Tagged: right to know patient records
June 5, 2015 at 12:46 pm #7447
Background: In this case, parents have a durability power of attorney, registered with the county, permitting access to medical records of their mentally incompetent adult son. The son has been incompetent since birth (Down Syndrome). The son is now over age 22 and requires a new diagnosis and behavioral assessment by a certified psychologist to receive county-based support services. The county office of Mental Health and Intellectual Disability (MHID) have collected 190 pages of diagnostic and assessment information about the son from school districts, physicians, psychologists, and MRID staff. These records are on file in a county and state database. The records include some files that the county MHID office did not originate but collected such as school assessment reports. The parents requested copies of these reports. The MHID denied replying: We cannot provide you a copy of this evaluation [school district assessment] because we [MHID] did not generate it. As an alternative, we could meet with [your psychologist] here in [the county MHID office] so that he may view the report. The MHID office cited policy not law prohibiting disclosure.
Question: Are these reports considered government records which are accessible through power of attorney to the parents upon their request?June 5, 2015 at 5:11 pm #7460
First of all, it’s important to note that the Right to Know Law does NOT recognize any individual right to access a record based on that individual’s relationship to the record. The RTK Law is written to apply to all requesters equally… so “power of attorney” makes no difference when it comes to accessing records under the RTKL. Neither does the fact that a requester might be trying to access records related to themselves.
If the record is accessible under the RTKL, then it is accessible to absolutely everyone equally, no matter what.
The Right to Know Law also would NOT apply to these records anyway for a couple of reasons, but primarily due to the provision in the RTKL that says other federal or state laws or regulations take precedence over the RTKL when it comes to accessibility.
So the MHID’s policy regarding access of these records — even if not controlled by statute — might be considered “regulation.”
Also, the FERPA law — the Family Educational Rights and Privacy Act — might apply regarding the school records.
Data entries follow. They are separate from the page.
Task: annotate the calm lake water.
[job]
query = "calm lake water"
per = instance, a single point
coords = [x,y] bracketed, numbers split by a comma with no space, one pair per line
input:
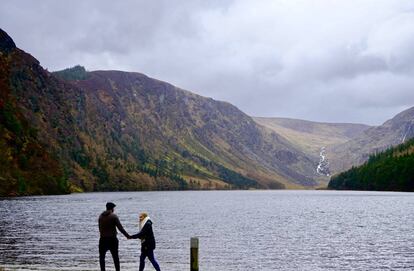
[238,230]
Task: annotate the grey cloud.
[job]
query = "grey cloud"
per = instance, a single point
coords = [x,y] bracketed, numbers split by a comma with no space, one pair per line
[314,60]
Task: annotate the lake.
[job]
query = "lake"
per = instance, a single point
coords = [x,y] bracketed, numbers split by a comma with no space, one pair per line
[238,230]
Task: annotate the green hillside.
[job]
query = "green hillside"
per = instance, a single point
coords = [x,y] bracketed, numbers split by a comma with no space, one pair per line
[392,170]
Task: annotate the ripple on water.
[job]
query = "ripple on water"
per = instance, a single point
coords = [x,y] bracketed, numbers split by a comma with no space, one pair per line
[238,230]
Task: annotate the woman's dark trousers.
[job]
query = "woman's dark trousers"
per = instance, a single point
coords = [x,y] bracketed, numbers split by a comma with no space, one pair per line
[111,244]
[150,255]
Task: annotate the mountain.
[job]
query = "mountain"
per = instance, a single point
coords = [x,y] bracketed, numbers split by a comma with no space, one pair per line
[373,140]
[29,162]
[391,170]
[203,138]
[311,136]
[75,130]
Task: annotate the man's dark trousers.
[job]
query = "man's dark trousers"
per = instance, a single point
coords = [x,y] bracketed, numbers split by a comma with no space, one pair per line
[111,244]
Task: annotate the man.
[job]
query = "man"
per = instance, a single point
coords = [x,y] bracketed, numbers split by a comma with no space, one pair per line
[147,242]
[108,222]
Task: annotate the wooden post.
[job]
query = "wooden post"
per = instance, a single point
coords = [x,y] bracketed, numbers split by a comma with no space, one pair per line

But bottom line is that the RTKL has a clear exception allowing an agency to withhold:
A record of an individual’s medical, psychiatric or psychological history or disability status, including an evaluation, consultation, prescription, diagnosis or treatment; results of tests, including drug tests; enrollment in a health care program or program designed for participation by persons with disabilities, including vocation rehabilitation, workers’ compensation and unemployment compensation; or related information that would disclose individually identifiable health information.
Again, wouldn’t matter is the parents have power of attorney and a legal right to see these records or not, as far as the Right to Know Law is concerned.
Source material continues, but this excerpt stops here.